I have about 1.5 years left here.
@Danu Well, does that excite you? Is there something there you'd like to do?
@ACuriousMind I don't know jacksh*t about either.
23:41
Do any of you folks know of a book or other reference which explains, in serious detail, the link between a stochastic process and the statistics of analysis made on a realization (i.e. measurement) of that process?
@0celo7 are you in europe?
I, personally, would throw your considerations 2. and 4. right out - do what you want. I can understand 3., but again, I'd rate it higher to find someone you're comfortable with than someone "well-known".
@ACuriousMind One has to also think about a further career...
@Danu Nah, life is an adventure :)
engineering is the safest option.
you can be an engineer and do rigorous stuff when you're free.
23:45
@0537 engineering is not an option
@ACuriousMind I don't think 4 is to be discarded so quickly.
@DanielSank Yeah, I'm surprised by that too.

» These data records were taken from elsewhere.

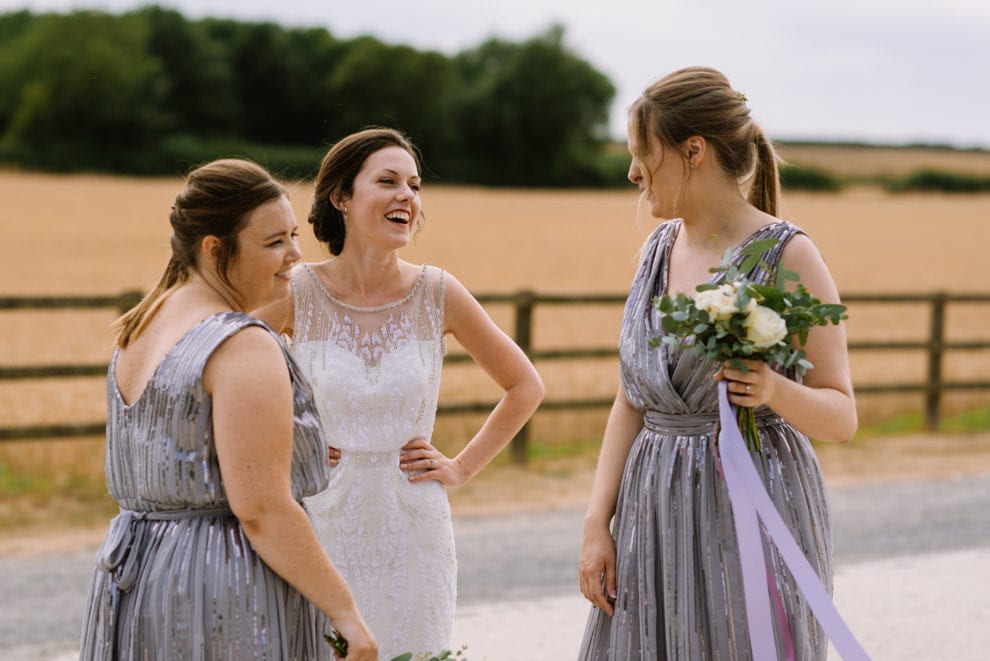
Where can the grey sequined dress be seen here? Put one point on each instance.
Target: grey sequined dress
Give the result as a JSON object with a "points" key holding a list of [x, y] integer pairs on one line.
{"points": [[176, 576], [679, 581]]}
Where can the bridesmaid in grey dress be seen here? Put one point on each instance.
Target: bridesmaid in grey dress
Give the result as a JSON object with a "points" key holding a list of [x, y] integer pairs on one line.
{"points": [[213, 440], [665, 578]]}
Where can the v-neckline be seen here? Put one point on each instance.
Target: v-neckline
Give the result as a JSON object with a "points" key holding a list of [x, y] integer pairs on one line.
{"points": [[158, 367], [712, 278]]}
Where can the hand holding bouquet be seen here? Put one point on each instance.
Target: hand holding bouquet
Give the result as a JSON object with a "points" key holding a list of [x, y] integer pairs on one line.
{"points": [[740, 319]]}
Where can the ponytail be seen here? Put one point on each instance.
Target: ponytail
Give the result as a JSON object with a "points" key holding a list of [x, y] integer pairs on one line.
{"points": [[764, 192], [130, 324]]}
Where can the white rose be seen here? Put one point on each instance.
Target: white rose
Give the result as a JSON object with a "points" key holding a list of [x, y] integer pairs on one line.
{"points": [[764, 327], [719, 303]]}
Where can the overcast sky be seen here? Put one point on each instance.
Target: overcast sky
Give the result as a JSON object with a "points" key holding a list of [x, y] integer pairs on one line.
{"points": [[888, 71]]}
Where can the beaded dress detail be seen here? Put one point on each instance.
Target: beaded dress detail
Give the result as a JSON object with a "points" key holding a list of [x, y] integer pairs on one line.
{"points": [[375, 372], [680, 593], [176, 576]]}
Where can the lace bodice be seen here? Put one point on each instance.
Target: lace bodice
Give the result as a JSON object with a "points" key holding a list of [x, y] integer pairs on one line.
{"points": [[375, 373], [379, 367]]}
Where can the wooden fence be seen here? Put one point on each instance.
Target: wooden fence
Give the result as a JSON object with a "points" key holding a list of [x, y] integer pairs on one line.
{"points": [[524, 304]]}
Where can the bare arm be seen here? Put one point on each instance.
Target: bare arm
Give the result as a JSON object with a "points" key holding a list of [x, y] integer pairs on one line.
{"points": [[823, 407], [507, 365], [280, 315], [252, 421], [597, 546]]}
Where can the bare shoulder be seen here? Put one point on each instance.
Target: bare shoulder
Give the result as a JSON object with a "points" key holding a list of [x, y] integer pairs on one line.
{"points": [[250, 355], [457, 295], [801, 253], [802, 256], [460, 305]]}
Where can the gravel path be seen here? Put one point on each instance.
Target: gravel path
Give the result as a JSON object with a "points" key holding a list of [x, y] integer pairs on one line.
{"points": [[531, 558]]}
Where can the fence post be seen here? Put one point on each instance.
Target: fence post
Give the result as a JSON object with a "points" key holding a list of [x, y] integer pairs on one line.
{"points": [[524, 338], [933, 395]]}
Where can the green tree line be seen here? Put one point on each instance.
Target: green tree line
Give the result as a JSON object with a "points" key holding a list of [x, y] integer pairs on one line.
{"points": [[152, 92]]}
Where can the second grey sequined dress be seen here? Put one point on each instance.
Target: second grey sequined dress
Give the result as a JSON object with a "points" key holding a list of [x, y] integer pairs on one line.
{"points": [[176, 576], [680, 593]]}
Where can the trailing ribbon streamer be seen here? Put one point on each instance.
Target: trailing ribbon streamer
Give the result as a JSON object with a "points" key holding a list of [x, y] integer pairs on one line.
{"points": [[750, 506]]}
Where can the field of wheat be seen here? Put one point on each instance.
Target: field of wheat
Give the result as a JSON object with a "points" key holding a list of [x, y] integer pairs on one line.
{"points": [[84, 234]]}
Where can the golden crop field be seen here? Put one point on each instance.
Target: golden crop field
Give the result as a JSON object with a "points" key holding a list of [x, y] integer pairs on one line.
{"points": [[83, 234]]}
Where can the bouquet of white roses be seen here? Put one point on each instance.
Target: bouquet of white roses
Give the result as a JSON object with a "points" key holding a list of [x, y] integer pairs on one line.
{"points": [[740, 319]]}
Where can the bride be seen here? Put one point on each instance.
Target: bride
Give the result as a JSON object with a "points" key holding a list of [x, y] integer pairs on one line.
{"points": [[368, 330]]}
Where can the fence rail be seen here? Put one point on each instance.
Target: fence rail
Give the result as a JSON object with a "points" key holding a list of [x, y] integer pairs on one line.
{"points": [[524, 304]]}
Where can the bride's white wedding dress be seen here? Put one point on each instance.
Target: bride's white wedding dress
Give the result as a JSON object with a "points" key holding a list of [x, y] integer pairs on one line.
{"points": [[375, 374]]}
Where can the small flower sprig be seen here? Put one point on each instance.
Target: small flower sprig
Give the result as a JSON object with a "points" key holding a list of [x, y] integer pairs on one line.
{"points": [[741, 319], [339, 645]]}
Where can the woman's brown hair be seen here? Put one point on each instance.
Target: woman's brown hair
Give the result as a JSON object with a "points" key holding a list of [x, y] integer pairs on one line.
{"points": [[699, 101], [216, 202], [336, 179]]}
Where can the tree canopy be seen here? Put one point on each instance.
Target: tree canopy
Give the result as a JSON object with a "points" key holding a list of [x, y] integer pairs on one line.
{"points": [[152, 92]]}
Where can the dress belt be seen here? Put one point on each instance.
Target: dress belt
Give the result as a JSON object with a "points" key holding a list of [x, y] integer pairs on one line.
{"points": [[682, 424], [120, 553]]}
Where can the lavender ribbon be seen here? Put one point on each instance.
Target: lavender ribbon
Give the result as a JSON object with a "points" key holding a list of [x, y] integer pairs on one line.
{"points": [[750, 506]]}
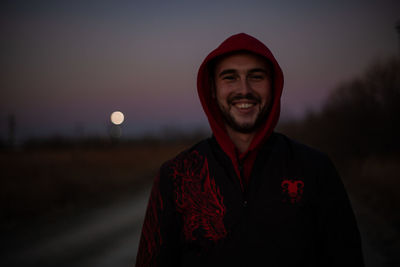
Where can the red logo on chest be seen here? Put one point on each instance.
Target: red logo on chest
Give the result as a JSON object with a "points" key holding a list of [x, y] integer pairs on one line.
{"points": [[292, 190]]}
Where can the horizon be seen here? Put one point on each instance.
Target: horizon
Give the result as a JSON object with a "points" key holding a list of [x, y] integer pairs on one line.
{"points": [[68, 66]]}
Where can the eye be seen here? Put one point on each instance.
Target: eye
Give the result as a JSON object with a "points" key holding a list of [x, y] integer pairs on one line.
{"points": [[228, 78], [257, 77]]}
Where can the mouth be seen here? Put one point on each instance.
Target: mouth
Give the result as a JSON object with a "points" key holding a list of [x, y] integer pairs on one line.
{"points": [[244, 106]]}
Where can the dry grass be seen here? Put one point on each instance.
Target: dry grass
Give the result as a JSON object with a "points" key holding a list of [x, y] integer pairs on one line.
{"points": [[376, 182], [49, 184]]}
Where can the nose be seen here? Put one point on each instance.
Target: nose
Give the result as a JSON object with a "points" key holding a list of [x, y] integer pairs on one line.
{"points": [[244, 86]]}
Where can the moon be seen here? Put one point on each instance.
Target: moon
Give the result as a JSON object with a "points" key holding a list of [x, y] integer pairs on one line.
{"points": [[117, 117]]}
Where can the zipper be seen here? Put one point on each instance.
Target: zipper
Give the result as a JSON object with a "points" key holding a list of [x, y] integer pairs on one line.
{"points": [[242, 181]]}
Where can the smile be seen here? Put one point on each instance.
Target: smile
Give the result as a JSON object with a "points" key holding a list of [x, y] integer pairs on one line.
{"points": [[244, 105]]}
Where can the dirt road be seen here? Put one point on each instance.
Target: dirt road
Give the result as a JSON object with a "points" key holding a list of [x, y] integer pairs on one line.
{"points": [[109, 238]]}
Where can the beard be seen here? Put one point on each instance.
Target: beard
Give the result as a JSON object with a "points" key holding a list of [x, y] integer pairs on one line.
{"points": [[244, 127]]}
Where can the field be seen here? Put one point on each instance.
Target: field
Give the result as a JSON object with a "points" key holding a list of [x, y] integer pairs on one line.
{"points": [[41, 185]]}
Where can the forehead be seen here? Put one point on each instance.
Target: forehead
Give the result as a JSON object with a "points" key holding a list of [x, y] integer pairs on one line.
{"points": [[241, 61]]}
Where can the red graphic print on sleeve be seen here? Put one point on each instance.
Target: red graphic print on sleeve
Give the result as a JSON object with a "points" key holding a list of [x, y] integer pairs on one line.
{"points": [[198, 198], [292, 190]]}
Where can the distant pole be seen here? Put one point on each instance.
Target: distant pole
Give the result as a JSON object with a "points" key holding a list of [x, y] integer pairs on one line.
{"points": [[398, 33], [11, 130]]}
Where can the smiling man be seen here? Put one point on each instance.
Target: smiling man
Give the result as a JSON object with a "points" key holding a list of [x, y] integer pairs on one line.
{"points": [[247, 196]]}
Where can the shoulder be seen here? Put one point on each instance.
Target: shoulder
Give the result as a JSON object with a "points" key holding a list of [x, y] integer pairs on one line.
{"points": [[300, 151]]}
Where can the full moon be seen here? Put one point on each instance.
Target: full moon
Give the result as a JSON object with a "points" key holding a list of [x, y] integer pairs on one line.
{"points": [[117, 117]]}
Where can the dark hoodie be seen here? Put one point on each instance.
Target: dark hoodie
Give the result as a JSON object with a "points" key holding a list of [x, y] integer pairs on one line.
{"points": [[292, 211]]}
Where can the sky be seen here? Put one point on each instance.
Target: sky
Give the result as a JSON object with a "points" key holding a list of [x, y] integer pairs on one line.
{"points": [[67, 65]]}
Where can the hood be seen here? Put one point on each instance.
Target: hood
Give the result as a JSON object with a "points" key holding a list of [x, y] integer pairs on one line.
{"points": [[238, 42]]}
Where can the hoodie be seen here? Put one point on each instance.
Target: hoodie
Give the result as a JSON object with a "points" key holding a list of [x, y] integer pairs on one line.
{"points": [[235, 43], [280, 203]]}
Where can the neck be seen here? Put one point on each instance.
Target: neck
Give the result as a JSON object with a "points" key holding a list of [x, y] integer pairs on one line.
{"points": [[242, 141]]}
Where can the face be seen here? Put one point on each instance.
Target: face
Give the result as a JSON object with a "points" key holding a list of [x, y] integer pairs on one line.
{"points": [[243, 91]]}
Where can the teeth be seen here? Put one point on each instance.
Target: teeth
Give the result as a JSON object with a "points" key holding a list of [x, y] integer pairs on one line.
{"points": [[244, 105]]}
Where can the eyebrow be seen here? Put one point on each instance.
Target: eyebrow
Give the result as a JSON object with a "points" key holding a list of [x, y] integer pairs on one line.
{"points": [[232, 71]]}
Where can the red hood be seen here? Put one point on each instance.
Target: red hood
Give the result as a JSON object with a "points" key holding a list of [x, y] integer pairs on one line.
{"points": [[238, 42]]}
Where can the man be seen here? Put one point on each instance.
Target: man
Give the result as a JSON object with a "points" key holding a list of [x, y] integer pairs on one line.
{"points": [[247, 196]]}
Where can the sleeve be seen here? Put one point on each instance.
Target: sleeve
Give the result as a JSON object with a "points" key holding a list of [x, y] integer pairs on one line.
{"points": [[159, 241], [338, 233]]}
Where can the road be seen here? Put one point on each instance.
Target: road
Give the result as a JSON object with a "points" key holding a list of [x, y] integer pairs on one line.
{"points": [[109, 238]]}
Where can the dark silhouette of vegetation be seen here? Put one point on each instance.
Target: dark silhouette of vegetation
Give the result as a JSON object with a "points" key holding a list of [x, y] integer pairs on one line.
{"points": [[359, 127], [360, 118]]}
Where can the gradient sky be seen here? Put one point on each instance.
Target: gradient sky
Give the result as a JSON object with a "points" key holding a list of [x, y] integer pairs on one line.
{"points": [[66, 65]]}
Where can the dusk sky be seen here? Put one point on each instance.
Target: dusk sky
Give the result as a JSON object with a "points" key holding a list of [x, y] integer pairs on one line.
{"points": [[66, 65]]}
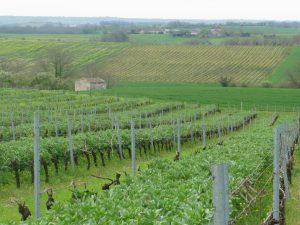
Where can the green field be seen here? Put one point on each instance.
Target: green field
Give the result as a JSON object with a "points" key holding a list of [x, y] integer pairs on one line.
{"points": [[289, 62], [263, 98], [29, 52], [175, 62], [199, 64]]}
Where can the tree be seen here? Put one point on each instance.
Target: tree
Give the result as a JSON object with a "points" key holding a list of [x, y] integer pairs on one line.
{"points": [[59, 59], [116, 36], [94, 70], [293, 75]]}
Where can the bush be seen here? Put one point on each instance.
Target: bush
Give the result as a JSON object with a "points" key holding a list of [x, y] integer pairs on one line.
{"points": [[267, 84], [225, 81], [116, 36]]}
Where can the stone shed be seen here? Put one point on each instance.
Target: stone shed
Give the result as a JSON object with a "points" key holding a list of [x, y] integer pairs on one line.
{"points": [[87, 84]]}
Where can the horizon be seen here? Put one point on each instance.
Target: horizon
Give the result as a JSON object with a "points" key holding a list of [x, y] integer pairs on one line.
{"points": [[157, 18], [167, 10]]}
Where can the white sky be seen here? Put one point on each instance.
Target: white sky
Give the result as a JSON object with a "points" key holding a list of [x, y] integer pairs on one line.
{"points": [[171, 9]]}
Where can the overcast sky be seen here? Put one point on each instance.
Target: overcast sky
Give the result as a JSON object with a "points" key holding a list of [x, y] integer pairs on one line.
{"points": [[171, 9]]}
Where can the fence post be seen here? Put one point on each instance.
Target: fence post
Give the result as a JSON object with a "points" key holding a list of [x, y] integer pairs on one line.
{"points": [[220, 194], [119, 139], [151, 135], [55, 125], [70, 140], [178, 136], [203, 132], [219, 131], [133, 147], [37, 165], [276, 176], [284, 158], [12, 125]]}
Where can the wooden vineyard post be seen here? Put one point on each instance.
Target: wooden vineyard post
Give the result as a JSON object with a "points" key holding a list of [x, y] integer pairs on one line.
{"points": [[12, 126], [276, 176], [174, 132], [228, 124], [220, 194], [284, 158], [151, 136], [192, 130], [89, 122], [203, 132], [37, 165], [133, 147], [119, 139], [55, 125], [178, 136], [140, 120], [243, 123], [81, 122], [219, 132], [70, 141]]}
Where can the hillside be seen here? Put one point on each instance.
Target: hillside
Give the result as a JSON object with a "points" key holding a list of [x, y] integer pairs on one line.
{"points": [[202, 64]]}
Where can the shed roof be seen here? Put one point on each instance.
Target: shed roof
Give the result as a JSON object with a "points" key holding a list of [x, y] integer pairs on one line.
{"points": [[89, 80]]}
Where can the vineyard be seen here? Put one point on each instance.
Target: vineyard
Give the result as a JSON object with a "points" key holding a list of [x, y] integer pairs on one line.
{"points": [[29, 52], [172, 147], [202, 64]]}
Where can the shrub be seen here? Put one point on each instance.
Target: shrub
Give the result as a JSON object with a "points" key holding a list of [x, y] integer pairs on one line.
{"points": [[225, 81], [267, 84]]}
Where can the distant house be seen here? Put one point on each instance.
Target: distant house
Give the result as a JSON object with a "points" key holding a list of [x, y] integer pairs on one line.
{"points": [[216, 31], [87, 84], [194, 33]]}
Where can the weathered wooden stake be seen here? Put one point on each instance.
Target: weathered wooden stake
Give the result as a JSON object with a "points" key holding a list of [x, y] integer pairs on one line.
{"points": [[70, 140], [276, 176], [220, 194], [133, 147], [37, 165]]}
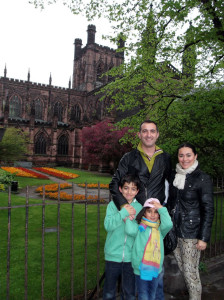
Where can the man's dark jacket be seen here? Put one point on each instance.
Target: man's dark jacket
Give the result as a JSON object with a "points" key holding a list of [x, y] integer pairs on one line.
{"points": [[194, 206], [152, 184]]}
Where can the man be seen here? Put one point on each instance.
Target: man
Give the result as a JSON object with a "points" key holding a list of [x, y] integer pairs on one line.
{"points": [[152, 165]]}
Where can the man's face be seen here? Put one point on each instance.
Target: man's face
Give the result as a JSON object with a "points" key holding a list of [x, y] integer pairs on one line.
{"points": [[148, 135]]}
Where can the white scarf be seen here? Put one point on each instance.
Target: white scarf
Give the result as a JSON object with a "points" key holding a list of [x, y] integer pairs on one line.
{"points": [[180, 177]]}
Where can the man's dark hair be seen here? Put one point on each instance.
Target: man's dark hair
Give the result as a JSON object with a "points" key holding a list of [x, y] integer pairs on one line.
{"points": [[148, 121], [128, 178]]}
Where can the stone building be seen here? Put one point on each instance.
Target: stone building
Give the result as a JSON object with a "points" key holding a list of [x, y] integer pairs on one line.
{"points": [[53, 116]]}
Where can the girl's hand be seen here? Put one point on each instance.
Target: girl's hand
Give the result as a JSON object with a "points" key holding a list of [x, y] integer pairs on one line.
{"points": [[156, 204], [201, 245]]}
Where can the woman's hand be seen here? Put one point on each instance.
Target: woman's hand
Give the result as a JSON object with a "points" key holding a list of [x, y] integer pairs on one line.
{"points": [[201, 245]]}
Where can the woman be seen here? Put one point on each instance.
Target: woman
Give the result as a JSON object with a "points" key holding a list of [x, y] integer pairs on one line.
{"points": [[191, 201]]}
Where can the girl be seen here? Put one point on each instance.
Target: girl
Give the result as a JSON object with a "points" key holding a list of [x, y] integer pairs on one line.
{"points": [[148, 250]]}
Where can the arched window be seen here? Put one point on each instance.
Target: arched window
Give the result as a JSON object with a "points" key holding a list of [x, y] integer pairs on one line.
{"points": [[58, 111], [40, 144], [76, 113], [38, 109], [110, 77], [99, 72], [63, 145], [15, 107]]}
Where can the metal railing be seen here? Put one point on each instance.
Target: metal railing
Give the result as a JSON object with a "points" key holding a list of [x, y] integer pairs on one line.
{"points": [[88, 209]]}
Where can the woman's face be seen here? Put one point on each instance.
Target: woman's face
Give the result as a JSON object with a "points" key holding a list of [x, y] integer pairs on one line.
{"points": [[186, 157]]}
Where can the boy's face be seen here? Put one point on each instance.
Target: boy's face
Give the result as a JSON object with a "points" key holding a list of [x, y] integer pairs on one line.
{"points": [[129, 191], [151, 214]]}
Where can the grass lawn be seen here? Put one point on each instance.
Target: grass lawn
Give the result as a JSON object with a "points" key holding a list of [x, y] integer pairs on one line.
{"points": [[17, 243], [17, 249]]}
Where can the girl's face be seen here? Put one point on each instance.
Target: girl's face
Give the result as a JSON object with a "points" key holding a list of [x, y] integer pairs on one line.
{"points": [[186, 157], [129, 191], [151, 214]]}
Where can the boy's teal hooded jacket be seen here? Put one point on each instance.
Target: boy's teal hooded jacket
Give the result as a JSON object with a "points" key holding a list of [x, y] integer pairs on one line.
{"points": [[118, 244], [142, 238]]}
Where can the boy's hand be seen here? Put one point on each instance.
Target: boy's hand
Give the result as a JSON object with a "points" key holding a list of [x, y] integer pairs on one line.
{"points": [[156, 204], [130, 209], [131, 217]]}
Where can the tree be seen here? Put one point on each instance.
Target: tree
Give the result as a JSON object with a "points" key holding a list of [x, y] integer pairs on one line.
{"points": [[14, 145], [175, 64], [101, 144]]}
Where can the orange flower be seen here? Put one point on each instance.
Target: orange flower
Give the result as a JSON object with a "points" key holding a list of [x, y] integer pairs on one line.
{"points": [[94, 185]]}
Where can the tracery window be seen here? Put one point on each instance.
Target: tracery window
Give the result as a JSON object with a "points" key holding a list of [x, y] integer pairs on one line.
{"points": [[40, 144], [99, 72], [63, 145], [76, 113], [15, 107], [58, 111], [38, 109]]}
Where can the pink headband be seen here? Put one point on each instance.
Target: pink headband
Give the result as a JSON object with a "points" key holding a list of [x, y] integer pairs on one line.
{"points": [[148, 202]]}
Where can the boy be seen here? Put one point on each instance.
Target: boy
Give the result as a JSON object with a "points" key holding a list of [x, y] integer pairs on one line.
{"points": [[118, 245]]}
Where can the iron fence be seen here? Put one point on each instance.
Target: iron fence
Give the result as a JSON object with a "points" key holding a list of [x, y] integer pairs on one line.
{"points": [[66, 220]]}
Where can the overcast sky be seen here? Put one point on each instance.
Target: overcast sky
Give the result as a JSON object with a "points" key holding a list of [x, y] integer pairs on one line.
{"points": [[42, 41]]}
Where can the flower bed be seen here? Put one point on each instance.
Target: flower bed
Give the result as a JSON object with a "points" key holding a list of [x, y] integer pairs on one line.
{"points": [[57, 173], [51, 192], [53, 187], [23, 172], [94, 185]]}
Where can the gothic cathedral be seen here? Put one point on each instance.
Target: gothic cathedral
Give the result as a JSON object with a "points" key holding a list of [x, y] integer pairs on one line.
{"points": [[53, 116]]}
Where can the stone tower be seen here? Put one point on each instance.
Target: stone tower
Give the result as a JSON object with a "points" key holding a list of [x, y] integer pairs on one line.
{"points": [[92, 61]]}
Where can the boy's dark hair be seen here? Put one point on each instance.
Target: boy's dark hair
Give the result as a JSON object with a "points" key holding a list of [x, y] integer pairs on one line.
{"points": [[128, 178], [140, 215]]}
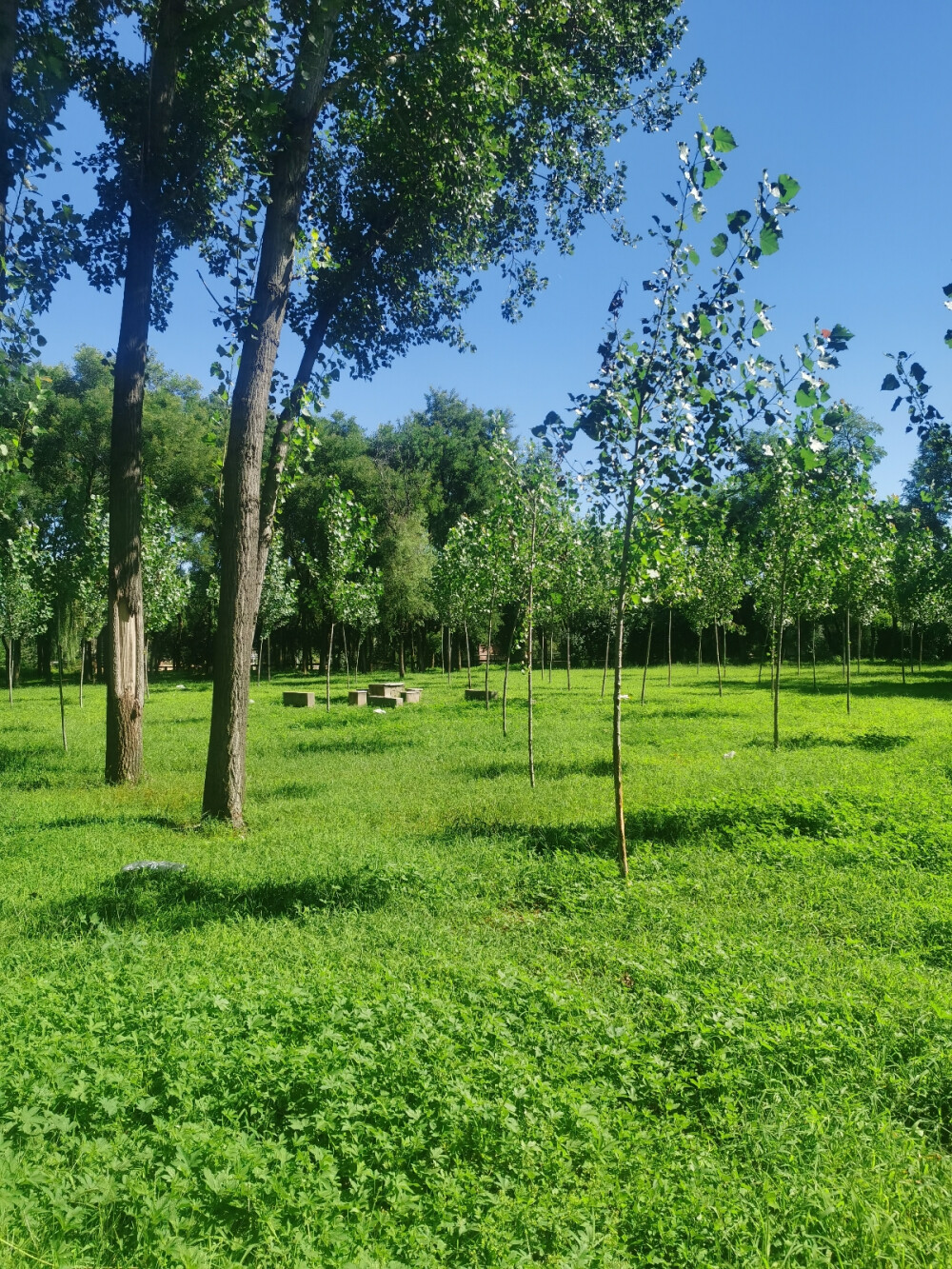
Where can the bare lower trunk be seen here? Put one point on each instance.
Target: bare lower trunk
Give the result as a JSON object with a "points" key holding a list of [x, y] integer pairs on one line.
{"points": [[528, 620], [242, 473], [63, 704], [670, 614], [125, 673], [849, 658], [647, 658], [623, 848]]}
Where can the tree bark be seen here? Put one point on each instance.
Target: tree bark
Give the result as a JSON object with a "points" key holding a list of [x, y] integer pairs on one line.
{"points": [[10, 16], [63, 704], [528, 618], [242, 475], [670, 617], [126, 635], [647, 658]]}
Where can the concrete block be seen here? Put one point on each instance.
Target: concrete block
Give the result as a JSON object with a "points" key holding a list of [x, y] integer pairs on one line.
{"points": [[299, 700]]}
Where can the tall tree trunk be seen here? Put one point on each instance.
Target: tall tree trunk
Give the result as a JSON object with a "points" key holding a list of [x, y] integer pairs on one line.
{"points": [[623, 848], [813, 651], [126, 641], [63, 704], [489, 640], [670, 617], [647, 658], [10, 16], [528, 618], [798, 646], [242, 473]]}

@ACuriousMind You say that now, but what if you can't find a job after your PhD?
@Danu bing bing bing
It's not just that, however.
Graduate school is a time of learning. If you pick a field with more people, you're more likely to meet good people and learn more.
I think.
You never ever want to be the smartest person in the room.
Whenever you are, you're wasting time.
@DanielSank Want and should want are different things ;)
@Danu I hope you know what I meant.
23:48
@DanielSank Never :)
@Danu ~sigh~
@DanielSank I think that in the current state of theoretical physics, "promising" is a very subjective assessement, so I do not put much stock in it. Of course you shouldn't go off and do something no one thinks is a good idea to begin with, but...I trust Danu to not want to do such things in the first place ;)
I think there are some big problems with HEP that'll hit hard and soon.
@ACuriousMind I was talking about big versus small field, not really about promising versus whatever else. Apologies.
@DanielSank I think the largeness of e.g. the strings community it not necessarily the most important thing to think about in connection to the point I raised.
The problem is rather that it seems there is a recent trend to not be so happy with strings because of the failure of LHC to reveal anything stringy.
2
23:52
@Danu Then...I'll manage. Or not, I don't know, I never had to deal with serious failure so far. But I'm not sure that I'd want a job to do research on things I don't consider interesting.
@ACuriousMind Yeah, maybe it's that you've never failed to achieve something before.
I'm a bit more cautious.
@DanielSank Ah, I see
@ACuriousMind NB: All the theoretical physicists currently analyzing the stock market.
@DanielSank I think a significant fraction does that because it makes more money than being a researcher :P
@ACuriousMind A significant reason is also that you get to use your brain to solve hard problems without worrying about keeping your job for more than two years.
23:58
I'm really anxious about the job insecurity and general high probability of shitty family and non-work-related life associated with academics.